In May, I covered a jubilee celebration of consecrated religious Mass at the Cathedral of Mary Our Queen in Homeland.
Among the clergy and religious who were recognized was School Sister of Notre Dame Mary Magdalita Wyczalek, a religious sister for 75 years. Sister Magdalita, as my classmates and I called her, was my either my third or fourth grade math teacher when I was a student at the parish school of St. John the Evangelist School in Hydes.
Now a few years shy of being a centenarian, Sister Magdalita did not remember me, but I was delighted to see her.
Math is not a strength of mine, but she made it easier. I still remember how she taught particular concepts, which have stuck with me. I remember where I sat in her classroom and her stern and serious demeanor.

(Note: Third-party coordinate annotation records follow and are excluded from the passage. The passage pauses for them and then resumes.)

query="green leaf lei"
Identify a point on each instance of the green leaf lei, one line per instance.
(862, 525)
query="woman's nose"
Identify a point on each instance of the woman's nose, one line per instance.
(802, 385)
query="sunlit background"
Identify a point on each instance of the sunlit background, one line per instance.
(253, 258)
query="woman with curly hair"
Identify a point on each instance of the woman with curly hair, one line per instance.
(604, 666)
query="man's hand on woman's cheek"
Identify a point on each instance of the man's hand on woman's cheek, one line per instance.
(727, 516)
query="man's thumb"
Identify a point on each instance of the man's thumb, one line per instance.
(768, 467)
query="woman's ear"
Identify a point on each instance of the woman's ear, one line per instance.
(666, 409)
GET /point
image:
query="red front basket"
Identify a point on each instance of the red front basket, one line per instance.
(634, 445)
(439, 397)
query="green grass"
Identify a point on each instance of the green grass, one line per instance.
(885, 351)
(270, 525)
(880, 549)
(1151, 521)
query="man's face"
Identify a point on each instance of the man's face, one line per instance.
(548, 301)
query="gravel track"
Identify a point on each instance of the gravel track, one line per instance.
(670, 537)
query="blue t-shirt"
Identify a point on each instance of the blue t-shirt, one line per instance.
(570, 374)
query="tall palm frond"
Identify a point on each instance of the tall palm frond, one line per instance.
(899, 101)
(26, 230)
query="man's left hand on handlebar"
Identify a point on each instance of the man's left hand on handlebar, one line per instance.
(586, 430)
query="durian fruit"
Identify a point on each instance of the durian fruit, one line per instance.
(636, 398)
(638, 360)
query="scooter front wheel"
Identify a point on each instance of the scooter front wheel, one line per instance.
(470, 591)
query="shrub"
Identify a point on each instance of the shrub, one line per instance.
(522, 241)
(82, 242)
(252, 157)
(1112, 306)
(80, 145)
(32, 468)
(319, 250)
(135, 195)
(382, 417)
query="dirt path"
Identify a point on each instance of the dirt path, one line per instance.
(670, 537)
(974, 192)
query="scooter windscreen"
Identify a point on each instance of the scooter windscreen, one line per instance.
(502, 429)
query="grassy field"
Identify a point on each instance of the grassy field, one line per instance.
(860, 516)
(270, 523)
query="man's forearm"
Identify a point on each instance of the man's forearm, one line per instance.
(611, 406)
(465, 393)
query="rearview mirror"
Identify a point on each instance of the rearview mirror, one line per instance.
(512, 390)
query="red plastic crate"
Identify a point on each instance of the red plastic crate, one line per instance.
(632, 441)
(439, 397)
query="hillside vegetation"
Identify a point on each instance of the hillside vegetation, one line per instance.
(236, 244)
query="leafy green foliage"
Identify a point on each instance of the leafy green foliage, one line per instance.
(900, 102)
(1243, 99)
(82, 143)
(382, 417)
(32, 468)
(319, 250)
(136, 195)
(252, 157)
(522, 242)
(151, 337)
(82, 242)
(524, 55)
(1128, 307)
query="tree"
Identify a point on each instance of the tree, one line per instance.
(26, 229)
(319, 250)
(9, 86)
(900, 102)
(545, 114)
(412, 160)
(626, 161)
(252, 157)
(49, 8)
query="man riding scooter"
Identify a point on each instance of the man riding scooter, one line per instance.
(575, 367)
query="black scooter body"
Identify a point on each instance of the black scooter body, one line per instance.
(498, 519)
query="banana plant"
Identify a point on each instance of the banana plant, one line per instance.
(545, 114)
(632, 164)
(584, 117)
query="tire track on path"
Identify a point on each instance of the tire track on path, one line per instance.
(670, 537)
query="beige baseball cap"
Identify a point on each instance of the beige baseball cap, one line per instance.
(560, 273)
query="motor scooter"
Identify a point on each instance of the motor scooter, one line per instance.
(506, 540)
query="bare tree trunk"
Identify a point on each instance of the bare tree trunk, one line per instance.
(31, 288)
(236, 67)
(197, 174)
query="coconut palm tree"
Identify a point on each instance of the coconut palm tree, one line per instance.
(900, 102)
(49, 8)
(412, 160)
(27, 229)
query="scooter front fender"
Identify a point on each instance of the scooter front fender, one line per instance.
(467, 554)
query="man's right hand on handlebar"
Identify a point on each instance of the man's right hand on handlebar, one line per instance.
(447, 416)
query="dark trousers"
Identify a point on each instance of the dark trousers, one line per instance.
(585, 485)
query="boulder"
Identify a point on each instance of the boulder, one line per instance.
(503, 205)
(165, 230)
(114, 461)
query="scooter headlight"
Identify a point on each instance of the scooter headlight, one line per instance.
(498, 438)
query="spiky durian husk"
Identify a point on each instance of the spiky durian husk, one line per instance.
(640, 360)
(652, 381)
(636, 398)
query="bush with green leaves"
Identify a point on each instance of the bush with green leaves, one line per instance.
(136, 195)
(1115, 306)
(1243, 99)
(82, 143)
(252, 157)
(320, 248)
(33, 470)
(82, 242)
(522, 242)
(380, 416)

As an elementary school student, I didn’t think about her call to religious life.
When I spoke to her at the Mass in May, she told me that her interest in becoming a religious sister began to develop in the third grade when she began visiting the convent after school.
“I used to be up there more than I was home,” Sister Mary Magdalita said.
She entered her order after finishing eighth grade at the former parish school at St. Michael’s in Fells Point.
I marveled at her devotion to God at a young age.
At the second annual Archdiocese of Baltimore Convocation of Catholic Schools in August, I talked to Madeleine Hobik, who was my fourth grade teacher at St. John. She is now the principal of the parish school of St. Margaret in Bel Air.
I still remember how she taught us about the water cycle – evaporation, condensation, precipitation and storage – and how I memorized and recited prayers to her, including the Apostles’ Creed.
As the Catholic Review’s education reporter, I look forward to continuing to reconnect with educators who helped to shape who I am today.